Brytyjskim biedronkom zagraża inwazja obcych gatunków, pochodzących z Azji. Eksperci alarmują, że przybysze rozprzestrzeniają się na wyspach brytyjskich w tak szybkim tempie, że wkrótce mogą wyeliminować rodzime gatunki. Biedronki azjatyckie (Harmonia axyridis), zwane też harlekinami, pochodzą ze środkowej i południowo-wschodniej Azji. Zdążyły już przysporzyć problemów rolnikom w Stanach Zjednoczonych i Europie kontynentalnej.

Biedronki azjatyckie trafiły tam w ramach realizacji projektów kontroli
innych szkodników, mszyc (którymi się żywią), ale szybko wymknęły się spod
kontroli i same stały się groźnymi szkodnikami sadów i winnic oraz uciążliwymi
intruzami w amerykańskich domach.

W Wielkiej Brytanii harlekiny po raz pierwszy zauważono we wrześniu 2004 roku.
Najprawdopodobniej przedostały się tam na kwiatach lub owocach transportowanych
z Belgii i Holandii albo samodzielnie przeleciały nad kanałem La Manche.
Sugeruje to wielu ekspertów argumentując, że ten gatunek jest w stanie pokonywać
w powietrzu duże odległości i wznosić się na wysokość nawet 3 tys. metrów.
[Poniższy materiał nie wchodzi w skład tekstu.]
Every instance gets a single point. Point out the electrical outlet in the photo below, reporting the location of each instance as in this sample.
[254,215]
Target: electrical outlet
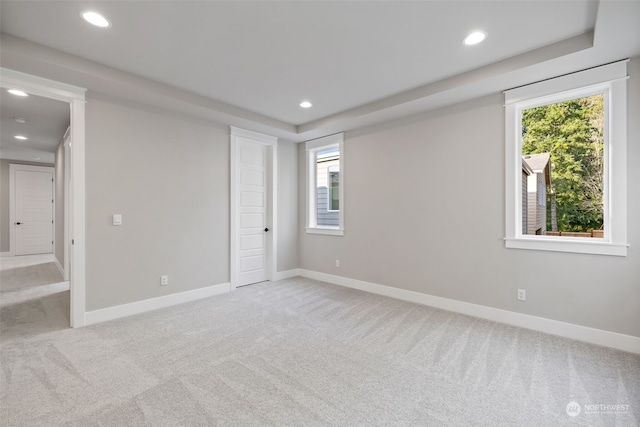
[522,295]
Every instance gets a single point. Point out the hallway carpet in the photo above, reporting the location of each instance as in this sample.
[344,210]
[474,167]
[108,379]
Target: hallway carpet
[300,352]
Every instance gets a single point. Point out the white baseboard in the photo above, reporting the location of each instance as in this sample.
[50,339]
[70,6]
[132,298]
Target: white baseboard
[582,333]
[110,313]
[60,269]
[281,275]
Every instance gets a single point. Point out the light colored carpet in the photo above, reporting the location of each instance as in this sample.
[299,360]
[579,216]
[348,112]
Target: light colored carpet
[299,352]
[12,279]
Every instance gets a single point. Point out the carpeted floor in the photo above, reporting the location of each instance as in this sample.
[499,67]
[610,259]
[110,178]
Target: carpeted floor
[300,352]
[16,278]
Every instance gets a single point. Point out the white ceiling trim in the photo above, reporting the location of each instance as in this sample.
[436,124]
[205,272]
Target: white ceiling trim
[566,56]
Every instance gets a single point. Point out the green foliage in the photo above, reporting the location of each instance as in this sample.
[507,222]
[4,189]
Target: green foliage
[572,132]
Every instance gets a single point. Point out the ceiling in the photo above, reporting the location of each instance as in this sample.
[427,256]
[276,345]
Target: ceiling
[46,122]
[250,64]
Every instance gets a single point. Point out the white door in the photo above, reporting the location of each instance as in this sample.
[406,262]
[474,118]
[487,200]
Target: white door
[252,212]
[33,212]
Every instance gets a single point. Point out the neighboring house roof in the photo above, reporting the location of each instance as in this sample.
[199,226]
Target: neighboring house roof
[526,168]
[540,163]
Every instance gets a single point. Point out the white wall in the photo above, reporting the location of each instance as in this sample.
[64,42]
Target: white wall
[169,178]
[287,206]
[59,224]
[421,229]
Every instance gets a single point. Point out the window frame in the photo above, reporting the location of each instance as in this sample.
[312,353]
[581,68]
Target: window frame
[330,187]
[312,148]
[609,80]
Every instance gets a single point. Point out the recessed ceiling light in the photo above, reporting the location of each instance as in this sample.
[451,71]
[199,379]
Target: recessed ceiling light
[95,18]
[474,38]
[17,92]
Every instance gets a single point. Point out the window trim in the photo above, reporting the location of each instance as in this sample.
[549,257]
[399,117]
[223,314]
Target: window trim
[312,147]
[610,79]
[330,187]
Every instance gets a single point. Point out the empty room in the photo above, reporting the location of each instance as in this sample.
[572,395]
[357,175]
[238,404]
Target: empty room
[348,213]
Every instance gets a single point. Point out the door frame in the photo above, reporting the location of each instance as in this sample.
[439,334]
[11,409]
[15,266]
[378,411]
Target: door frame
[13,168]
[75,97]
[271,246]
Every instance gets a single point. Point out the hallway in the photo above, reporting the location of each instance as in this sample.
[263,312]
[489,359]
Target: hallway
[33,296]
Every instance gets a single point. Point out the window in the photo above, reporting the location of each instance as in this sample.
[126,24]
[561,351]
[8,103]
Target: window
[325,185]
[334,188]
[566,163]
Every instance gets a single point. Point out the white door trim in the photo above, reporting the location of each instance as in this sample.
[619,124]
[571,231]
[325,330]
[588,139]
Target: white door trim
[12,200]
[271,143]
[67,203]
[75,96]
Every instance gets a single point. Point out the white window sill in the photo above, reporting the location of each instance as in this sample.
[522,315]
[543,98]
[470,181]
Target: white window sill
[567,244]
[331,231]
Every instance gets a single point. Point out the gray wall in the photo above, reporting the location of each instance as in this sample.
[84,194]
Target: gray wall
[436,237]
[59,224]
[287,206]
[169,178]
[4,200]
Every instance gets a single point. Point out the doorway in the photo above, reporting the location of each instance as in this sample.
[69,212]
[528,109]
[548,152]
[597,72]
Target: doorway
[75,98]
[253,207]
[32,205]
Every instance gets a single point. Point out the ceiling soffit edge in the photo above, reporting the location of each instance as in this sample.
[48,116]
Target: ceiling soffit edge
[115,84]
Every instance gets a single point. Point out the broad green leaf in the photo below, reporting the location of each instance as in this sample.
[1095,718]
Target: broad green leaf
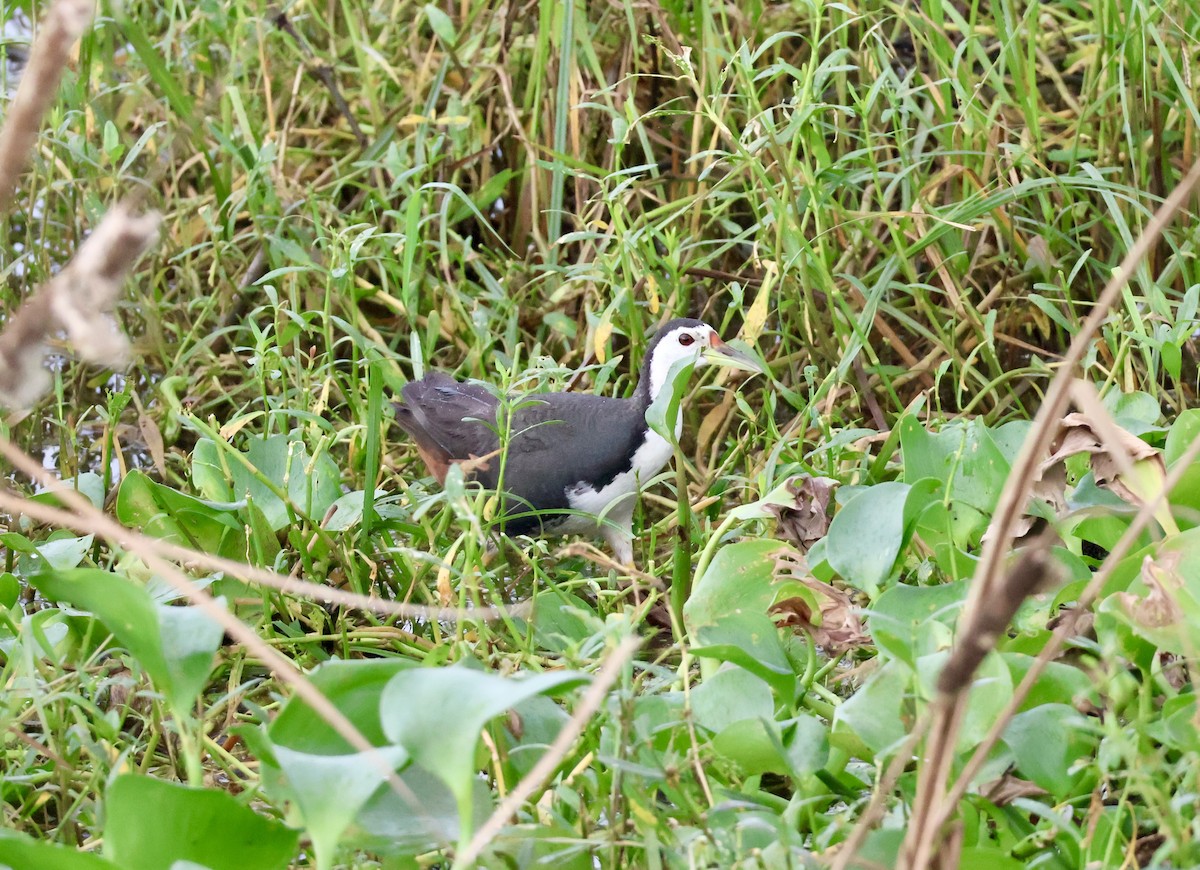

Od tego czasu naukowcy obserwują gwałtowną ekspansję azjatyckich biedronek w
Wielkiej Brytanii. Michael Majerus z Uniwersytetu Cambridge przewiduje, że do
roku 2008 „podbiją” ją całą, zwłaszcza że nie mają na wyspach żadnego
naturalnego wroga.

Obecnie w Wielkiej Brytanii występuje 46 rodzimych gatunków biedronek. Jak
sugerują badacze, w wyniku azjatyckiej inwazji część z nich wyginie.

Harlekiny osiągają większe rozmiary niż ich brytyjscy krewniacy. Różnią się też
ubarwieniem – są pomarańczowe z czarnymi kropkami albo czarne z kropkami
czerwonymi lub pomarańczowymi. Przodują też w prokreacji – w korzystnych
warunkach pogodowych azjatyckie biedronki „produkują” 2-3 pokolenia rocznie,
podczas gdy gatunki brytyjskie – tylko jedno.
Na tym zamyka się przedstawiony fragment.